Como el defensor presentó demanda de casación, la Corte examinará su admisibilidad, conforme con los artículos 220 y 225 del Código de Procedimiento Penal.
HECHOS Y ACTUACIÓN PROCESAL
Según lo declara la sentencia impugnada, aproximadamente a las once de la noche del 8 de junio de 1996, los señores HANDEL MIGUEL ZAPATA CADAVID y SILVIO EDÍVER LÓPEZ ARENAS partieron en sendas motocicletas del municipio de Bello (Antioquia) hacia la ciudad de Medellín y, cuando transitaban por la calle 32 con la carrera 50 de la primera población, un campero marca Lada, conducido por HORACIO RESTREPO VALENCIA, hizo un giro prohibido para regresarse, momento en el cual fue colisionado por el segundo motociclista, quien sufrió graves traumatismos que produjeron su muerte cuatro (4) días después.
El conductor imputado continuó su trayecto, pero fue aprehendido poco después en el barrio Niquía de la misma localidad.
Adelantada la instrucción, la fiscal a cargo del caso dictó resolución acusatoria en contra del sindicado, fechada el 14 de octubre de 1997, como autor del delito de homicidio culposo previsto en el artículo 329 del Código Penal, agravado por la circunstancias señalada en el numeral 2° del artículo 330 del mismo estatuto. Esta decisión fue confirmada por la Unidad de Fiscalía ante el Tribunal de Medellín, por medio de resolución del 25 de noviembre del mismo año (fs. 119 y 154).
Correspondió el juicio al Juez Primero Penal del Circuito de Bello, funcionario que dictó sentencia condenatoria en contra del acusado, datada el 14 de julio de 1998, por cuyo medio impuso la sanción principal antes indicada. El fallo fue confirmado por el Tribunal, tal como se hizo ver al comienzo de este proveído (fs. 206 y 227).
CONTENIDO DE LA DEMANDA
Con base en la causal de casación prevista en el numeral 1°, cuerpo segundo, del artículo 220 del Código de Procedimiento Penal, el demandante aduce un error de hecho por falso juicio de existencia, yerro que supuestamente dio lugar a la indebida aplicación de los artículos 329 y 330-2 del Código Penal, 247, 254 y 294 del Código de Procedimiento Penal, y a la falta de aplicación del artículo 445 del último ordenamiento citado.
Expone que no se tuvo en cuenta la declaración del señor JHON FREDY GONZÁLEZ ARENAS, agente de tránsito en la población de Bello, quien asevera que los dos motociclistas iban ebrios y ya se habían caído a inmediaciones de la fábrica Postobón, antes de llegar al lugar del siniestro investigado.
El testigo señala que la ubicación del cuerpo de la víctima en el croquis no corresponde a la realidad, pues ellos recogieron al lesionado cerca al segundo semáforo en sentido norte-sur. Por otra parte, dice el demandante, la ubicación del cuerpo de la víctima se hizo con base en la manifestación de HANDEL MIGUEL ZAPATA CADAVID en la diligencia de inspección judicial, señalamiento en el que tampoco coincide con JHON FREDY GONZÁLEZ ARENAS.
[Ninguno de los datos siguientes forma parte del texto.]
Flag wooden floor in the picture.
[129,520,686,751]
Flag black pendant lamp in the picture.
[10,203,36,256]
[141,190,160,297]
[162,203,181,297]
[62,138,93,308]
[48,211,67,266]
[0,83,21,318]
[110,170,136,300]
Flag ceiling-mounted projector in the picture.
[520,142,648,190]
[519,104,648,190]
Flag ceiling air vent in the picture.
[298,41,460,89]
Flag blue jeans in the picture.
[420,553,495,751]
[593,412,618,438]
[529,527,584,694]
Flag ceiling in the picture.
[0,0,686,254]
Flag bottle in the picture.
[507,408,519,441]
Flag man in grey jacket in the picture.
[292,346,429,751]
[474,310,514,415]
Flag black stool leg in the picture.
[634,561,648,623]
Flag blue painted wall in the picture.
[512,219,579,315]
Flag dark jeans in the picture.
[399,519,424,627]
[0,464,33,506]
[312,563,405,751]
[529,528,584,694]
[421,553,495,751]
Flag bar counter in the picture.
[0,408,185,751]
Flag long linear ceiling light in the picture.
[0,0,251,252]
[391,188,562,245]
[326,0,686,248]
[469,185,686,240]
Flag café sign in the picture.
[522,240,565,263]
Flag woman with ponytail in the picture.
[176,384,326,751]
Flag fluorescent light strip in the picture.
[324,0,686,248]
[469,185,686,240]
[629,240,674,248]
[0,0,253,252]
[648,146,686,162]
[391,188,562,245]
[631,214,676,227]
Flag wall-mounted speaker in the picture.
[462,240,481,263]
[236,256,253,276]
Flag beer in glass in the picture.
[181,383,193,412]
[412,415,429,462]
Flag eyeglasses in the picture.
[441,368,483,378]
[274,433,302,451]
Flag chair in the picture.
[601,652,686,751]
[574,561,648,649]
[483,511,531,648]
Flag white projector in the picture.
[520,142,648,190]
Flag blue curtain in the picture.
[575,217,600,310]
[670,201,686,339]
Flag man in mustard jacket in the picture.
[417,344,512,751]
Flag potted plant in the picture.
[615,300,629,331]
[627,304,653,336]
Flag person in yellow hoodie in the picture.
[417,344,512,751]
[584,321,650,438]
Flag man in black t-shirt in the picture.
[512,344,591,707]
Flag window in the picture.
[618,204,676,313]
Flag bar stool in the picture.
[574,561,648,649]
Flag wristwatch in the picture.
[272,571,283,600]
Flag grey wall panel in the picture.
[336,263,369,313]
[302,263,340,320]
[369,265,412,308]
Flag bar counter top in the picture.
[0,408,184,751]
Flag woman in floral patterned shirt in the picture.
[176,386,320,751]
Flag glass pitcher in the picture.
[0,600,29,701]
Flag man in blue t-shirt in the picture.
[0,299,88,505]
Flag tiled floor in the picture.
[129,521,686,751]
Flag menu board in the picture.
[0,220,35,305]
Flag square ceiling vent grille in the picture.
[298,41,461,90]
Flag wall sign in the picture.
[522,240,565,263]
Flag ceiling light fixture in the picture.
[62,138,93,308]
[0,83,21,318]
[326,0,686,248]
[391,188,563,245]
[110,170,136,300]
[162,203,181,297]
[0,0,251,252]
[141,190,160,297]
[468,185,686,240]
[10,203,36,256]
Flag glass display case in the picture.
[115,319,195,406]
Respecto de la trascendencia de la omisión, el actor argumenta que si el mencionado testimonio se hubiera tenido en cuenta, sin duda no se le otorga credibilidad a la versión del testigo HANDEL MIGUEL ZAPATA CADAVID, quien aduce que el automotor conducido por el procesado le dio alcance a las motocicletas, lo cual es imposible lógicamente, si se tiene en cuenta que dicho vehículo había disminuido la velocidad por lo menos a 15 kilómetros por hora para poder hacer el giro en “U”, y además las motos se desplazaban a 70 ó 80 kilómetros por hora.
De igual manera, no debió menospreciarse la referencia del testigo JHON FREDY GONZÁLEZ ARENAS, en el sentido de que SILVIO EDÍVER LÓPEZ ARENAS estaba ebrio al momento del percance, pues, aunque la pericia sólo señala 10 miligramos de etanol en sangre, tal cantidad era suficiente para embriagarlo, como suele ocurrir de acuerdo con el grado de tolerancia de la persona. Si el Tribunal aprecia el testimonio de GONZÁLEZ ARENAS, sin duda dimensiona la imprudencia suicida de la víctima, quien, poseído del alcohol, quiso hacer una maniobra mortal y confió absurdamente en que podía sobrepasar el vehículo conducido por el procesado.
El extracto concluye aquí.